そっけない参道の先の山門は、立派な山門です。


 この善福寺の創建は古く、永仁2年(1294)です。鎌倉時代からあるのです。


 もちろん、江戸切絵図にも描かれています。


 とても歴史を感じる本堂。しかしながら、今にも倒壊しそうですが、大丈夫なのでしょうか?


 境内には、小さな稲荷堂があります。本殿と拝殿をドッキングしたお堂で、本殿は土蔵造です。
 

 境内は、だだっ広く、そして、そっけない参道から、もじゃ物件、倒壊しそうな本堂など、何か場末な雰囲気が漂っております。
 しかしですね、こちらの本堂、実は凄いんです。
 本堂の壁は、よく見ると漆喰で、しかもタダならぬ気迫が伝わってきます。

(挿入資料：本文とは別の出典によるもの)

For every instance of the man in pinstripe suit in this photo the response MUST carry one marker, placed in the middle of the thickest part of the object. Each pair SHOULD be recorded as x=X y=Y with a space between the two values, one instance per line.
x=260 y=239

そうです、その漆喰壁には、昇り龍と下がり龍が漆喰で描かれているのです。このような装飾は鏝絵(こてえ)といいます。左官職人さんが、コテを使って描くからです。そして、この善福寺の鏝絵は伊豆(入江)長八と呼ばれる左官の名工によって作成されているのです。
 Wikipediaによれば、伊豆長八は、幕末から明治にかけて都内に多数作品を作っていましたが、やはり、震災や空襲により消失してしまっています。善福寺の本堂は、数少ない災禍を免れ現存する作品であります。
 こんな広い境内に、当時の名工の漆喰作品が施された本堂ということは、とても裕福なお寺だったのかと思われますが、現在のこの場末っぷりがもったいないような気がしますし、手入れできなくて、本堂が倒壊したりすることのないように願います。
 私はこちらに訪れた際には、この本堂が鏝絵の名工により作成されたとは知らずに見ました。ですが、そのタダならぬ迫力には圧倒されました。もっと、この鏝絵は、もっと宣伝したら観光客が集まるのではないかと思います。
 旧東海道は、宿場町の江戸風情は残っておらず、近代レトロを楽しむ街道となっていますが、旧東海道から西側に入った路地には、たくさんの寺社仏閣があり、また、戦災を受けていませんので、この善福寺のような素晴らしいお寺がたくさん残っています。これらのお寺と江戸風情を結びつけて、旧東海道を盛り上げて欲しいと勝手に思っています。

善福寺の地図、アクセス




品川宿のその他の寺院
 とにかく、街道沿いには寺院が多いです。御殿山から土を取り、海岸は埋め立てられ、今は素っ気もない地域ですが、江戸時代は、御殿山という山あり、海ありの風光明媚な場所でした。そのため大名の下屋敷も多く、そのような関係から寺院が多いと聞いたことがありますが、鎌倉時代や室町時代開山の古いお寺が多いです。
 荒廃しそうなお寺もありますが、それぞれに特徴があり、歴史のあるお寺が多いです。街道歩きとともに、寺社めぐりもお薦めします。

豊盛山延命院 一心寺
 品川宿の中では珍しく街道に面しており、小さな箱庭的境内です。境内はきちんと手入れされており、街道のレトロな商店街と馴染んだ可愛らしいお寺です。
臨海山遍照院 法禅寺
 品川区指定の文化財が非常に多くあり、品川宿という宿場町ならではの庶民文化を今に伝える文化財もあります。が、多くの文化財は見れません。見たいです。
明鏡山善行院 養願寺
 知恵を授けると言われる虚空蔵菩薩が本尊のお寺です。お子様が13から15歳までの間にお参りをすると良いようですよ。年二回の例大祭には、露店がたくさん出るようです。